When quizzed about what titles show this advanced learning from console companies, Davis demurred. "It's still very early and I don't think any of these projects are announced, but I'm very impressed," he explained.

Davis said such projects from big game companies are "fundamentally social" and take advantage of the "multi-device" paradigm. He later described the future of games as "device-based and hooked into a social network," and it's clear that iPhone and Xbox 360 are both "devices" in this context.

Sheppard, instead, turned the discussion to one of the most basic concepts: fun. He said, "We're now focusing on fun and defining the social graph around that. It's an important nuance but it's a very key thing to call out. Specifically, when you're focused on fun, real-world identities are less relevant. It's more focused on aspirational identities" -- a concept with which online gamers will all be familiar, but one which is in direct contrast to Facebook's fundamental paradigm.

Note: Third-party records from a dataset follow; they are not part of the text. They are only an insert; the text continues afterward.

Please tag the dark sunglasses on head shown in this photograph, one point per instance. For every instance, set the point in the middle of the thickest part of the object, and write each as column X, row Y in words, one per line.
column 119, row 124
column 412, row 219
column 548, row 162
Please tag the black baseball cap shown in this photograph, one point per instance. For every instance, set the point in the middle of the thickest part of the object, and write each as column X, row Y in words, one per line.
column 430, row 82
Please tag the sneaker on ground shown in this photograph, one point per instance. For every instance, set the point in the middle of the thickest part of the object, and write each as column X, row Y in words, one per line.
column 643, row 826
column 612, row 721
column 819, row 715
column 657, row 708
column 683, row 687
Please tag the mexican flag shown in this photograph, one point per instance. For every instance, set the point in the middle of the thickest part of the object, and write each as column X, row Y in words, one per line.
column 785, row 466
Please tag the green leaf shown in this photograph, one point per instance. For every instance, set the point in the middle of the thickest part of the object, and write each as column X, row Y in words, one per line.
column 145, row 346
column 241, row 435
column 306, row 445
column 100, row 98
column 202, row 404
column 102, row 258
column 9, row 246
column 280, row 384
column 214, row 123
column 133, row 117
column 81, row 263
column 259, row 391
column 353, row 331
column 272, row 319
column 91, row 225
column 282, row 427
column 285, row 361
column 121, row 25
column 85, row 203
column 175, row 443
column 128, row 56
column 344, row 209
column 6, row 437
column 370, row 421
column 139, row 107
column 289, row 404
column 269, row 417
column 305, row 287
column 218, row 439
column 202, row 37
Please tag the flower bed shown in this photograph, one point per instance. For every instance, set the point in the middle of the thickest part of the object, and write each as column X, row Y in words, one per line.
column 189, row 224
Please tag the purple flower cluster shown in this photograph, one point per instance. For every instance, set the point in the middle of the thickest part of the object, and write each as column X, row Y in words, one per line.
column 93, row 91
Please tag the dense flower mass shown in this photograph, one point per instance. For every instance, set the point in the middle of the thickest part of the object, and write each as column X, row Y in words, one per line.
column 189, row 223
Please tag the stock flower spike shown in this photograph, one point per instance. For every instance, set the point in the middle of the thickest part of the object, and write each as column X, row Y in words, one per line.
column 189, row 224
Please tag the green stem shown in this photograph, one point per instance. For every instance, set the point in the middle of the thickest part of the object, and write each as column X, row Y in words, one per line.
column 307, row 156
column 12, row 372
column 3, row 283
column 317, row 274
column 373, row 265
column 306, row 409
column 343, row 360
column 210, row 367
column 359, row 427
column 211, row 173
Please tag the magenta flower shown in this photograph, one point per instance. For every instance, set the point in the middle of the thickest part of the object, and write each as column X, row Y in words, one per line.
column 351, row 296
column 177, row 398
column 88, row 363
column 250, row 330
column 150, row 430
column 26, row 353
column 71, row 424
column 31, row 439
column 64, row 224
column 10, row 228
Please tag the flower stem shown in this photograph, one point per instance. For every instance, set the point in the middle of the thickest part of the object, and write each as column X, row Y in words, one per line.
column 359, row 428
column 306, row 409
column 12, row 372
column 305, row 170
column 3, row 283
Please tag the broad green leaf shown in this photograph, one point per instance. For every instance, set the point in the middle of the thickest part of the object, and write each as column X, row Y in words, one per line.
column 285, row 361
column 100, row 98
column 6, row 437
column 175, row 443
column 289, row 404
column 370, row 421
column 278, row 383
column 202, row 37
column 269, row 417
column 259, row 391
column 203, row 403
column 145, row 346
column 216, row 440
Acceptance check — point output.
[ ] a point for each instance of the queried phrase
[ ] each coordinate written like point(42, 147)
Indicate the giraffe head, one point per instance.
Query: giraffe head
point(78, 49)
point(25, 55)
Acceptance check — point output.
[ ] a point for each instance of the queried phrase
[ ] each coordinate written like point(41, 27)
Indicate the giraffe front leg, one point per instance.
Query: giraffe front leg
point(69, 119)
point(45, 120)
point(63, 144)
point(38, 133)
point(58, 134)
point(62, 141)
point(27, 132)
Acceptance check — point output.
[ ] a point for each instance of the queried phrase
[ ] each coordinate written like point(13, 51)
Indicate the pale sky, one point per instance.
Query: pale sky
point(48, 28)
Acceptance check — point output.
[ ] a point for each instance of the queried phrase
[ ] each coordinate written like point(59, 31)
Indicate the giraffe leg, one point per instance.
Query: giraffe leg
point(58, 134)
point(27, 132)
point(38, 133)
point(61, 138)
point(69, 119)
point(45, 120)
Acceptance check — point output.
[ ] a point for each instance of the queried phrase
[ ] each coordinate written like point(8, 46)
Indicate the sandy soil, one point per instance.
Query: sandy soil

However, Oberfest, despite MySpace's semi-anonymity, said, "There's no doubt that authenticity in relationships drives engagement in [social networking] games."

What We Might Learn From China

James Liu works for Oak Pacific Interactive, a very large Chinese internet company that owns the social network Xiaonei -- which, with over 40 million users, is often compared to Facebook.

"China is a very unique market in the world," he observed. In the view of OPI's chairman Joe Chen, as quoted by Liu, "Communities are becoming more gaming-like, and games are becoming more community-like."

To that end, said Liu, "One of the things we do differently from any of the companies in this panel. We're one of the very few companies in the world who has a social gaming platform and close to 400 people dedicated to MMO development in-house." This MMO is integrated directly into the social network via API.

Other concepts OPI works with are more familiar to U.S. social networking companies, though the situation is slightly different in that the company itself operates the games. OPI monitors user behavior and suggests new games in the users' newsfeed, and its user base is also integrated across multiple OPI platforms; none of the U.S. companies currently operate multiple networks.

One notable observation Liu made was about the reading material the OPI engineers have by their desks.

"These guys are [engineering] PhDs from top-notch schools, but they study economy right now," as well as psychology, he said: all the better to understand and motivate user behavior in social networks.